Distributed Systems Schedule

Overview

Please submit your answer for each day's paper question before the class on Piazza.

Lecture 2

#q1 [C#threads]

Will your lock server for lab 1 use mutexes? Condition variables? Why or why not? Give a specific example in your answer.

#q2 [RPC]

The RPC package described in the paper provides at-most-once semantics (see page 49, last paragraph). What kind of semantics do you think the yfs RPC implementation has before you change it by completing lab1? How does this difference affect the implementation of your lock server for lab 1?

Lecture 3

#q3 [Sequential Consistency by Lamport]

The definition of sequential consistency says the overall execution happens as if following a total order of READ/WRITE operations such that:

all CPUs (or processes/threads) see results consistent with the total order.
each CPU's (or process/thread's) instructions appear in-order in the total order.

Please argue why a system satisfying requirements R1 and R2 (defined in the paper) ensures sequential consistency: In other words, find a total order for a system satisfying R1 and R2 and argue that the total order you found ensures the properties listed above. Is the total order you find unique?

#q4 [Li:DSM]

Here's a strawman implementation of a distributed shared memory system: there are three nodes (N1,N2,N2) each having a full copy of all of the memory. A read request is satisifed by reading from the local copy of the memory (i.e. if a process executes on N1, then its reads are obtained from N1's local copy of the memory). A write is forwarded to all other nodes and the process issuing the write is allowed to continue without waiting for writes to finish at remote nodes.
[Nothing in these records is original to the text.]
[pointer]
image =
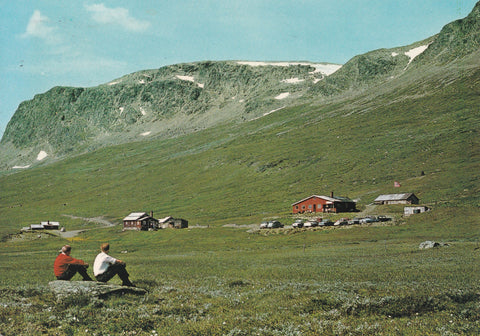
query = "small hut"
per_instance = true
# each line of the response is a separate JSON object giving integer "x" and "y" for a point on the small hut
{"x": 140, "y": 221}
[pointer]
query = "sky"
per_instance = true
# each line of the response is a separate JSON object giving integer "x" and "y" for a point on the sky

Does this DSM implementation satisfy sequential consistency? Give concrete examples.

Lecture 4

#q5 [Bayou] Suppose you want to implement a Calendar application on top of Bayou that supports three simple operations "ADD_EVENT", "DELETE_EVENT", "READ_EVENT". Each of the operations takes a timeslot as its argument and adds/deletes/reads/ an event. For fault tolerance reasons, a user can access the Calendar application from any Bayou server. Suppose each user is only allowed to access his own private Calendar, what kind of "non-intuitive" or "anomalous" results your Calendar user might experience? Suppose two users share a calendar, what kind of "non-intuitive" results they might experience?

#q6 [COPS] Suppose an application client at data center D1 writes object x with version 2 (x_2) and then object y with version 3 (y_3). Suppose y_3 has propagated from data center D1 to data center D2 but x_2 has not yet arrived at D2. Suppose another application client data center D2 has just read Y_3, is it possible that it might read x_1 next? (If not, why not?) Will the client be blocked waiting for x_2 to arrive from D1? (If not, why not?)

Lecture 5

#q7 [SysR] What property must the system checkpoint operation guarantee? Atomicity? Consistency? How does System R guarantee it?

Lecture 6

#q10 [Snapshot]
Snapshot isolation (SI) differs from serilizatiability due to one anomaly that is possible under SI but not under serilizatiability. Describe the anomality and also give a concrete application for which the anomaly is undesirable.

Lecture 7

Lecture 8

#q13 [Paxos]
Is Paxos guranteed to terminate with a consensus if there are a majority of live nodes available? Why and why not?

#q14 [Spanner]
If Spanner adheres to 2PL for its read-only transactions, would it still need TrueTime for ensure serializability (or external consistency)? Why and why not?

Lecture 9

#q15 [MapReduce] In MapReduce, each Mapper saves intermediate key/value pairs in R partitions on its local disk. Contrast the pros and cons of this approach to the alternative of having Mappers directly send intermediate results in R reducers that shuffle and save intermediate results on reducers' local disk before feeding them to the user-defined reduce function.

#q16 [Dryad] Why does Dryad only allow acyclic graphs for describing the applications' communication pattern? i.e. why not cycles?

Lecture 10

#q17 [Treadmarks] Suppose that a simplified version of Treadmarks, called Dreadmarks, simply sent all modifications of variables between an acquire and a release to the next processor to acquire the same lock. No other modifications are sent. What changes does Treadmarks send that Dreadmarks does not? Outline a specific simple situation in which Treadmarks would provide more useful or intuitive memory behavior than Dreadmarks.

#q18 [Piccolo] Imagine a simplified version of Piccolo's table checkpointing mechanism where the master simply instructs all workers to save a copy of the current table partitions that they own. Explain why this checkpointing mechanism is unsatisfactory for the distributed crawler application.

Lecture 11

#q19 [PBFT] If faulty nodes produce random results as opposed to being actively malicious, what is the number of replicas needed to handle f bad nodes? Why?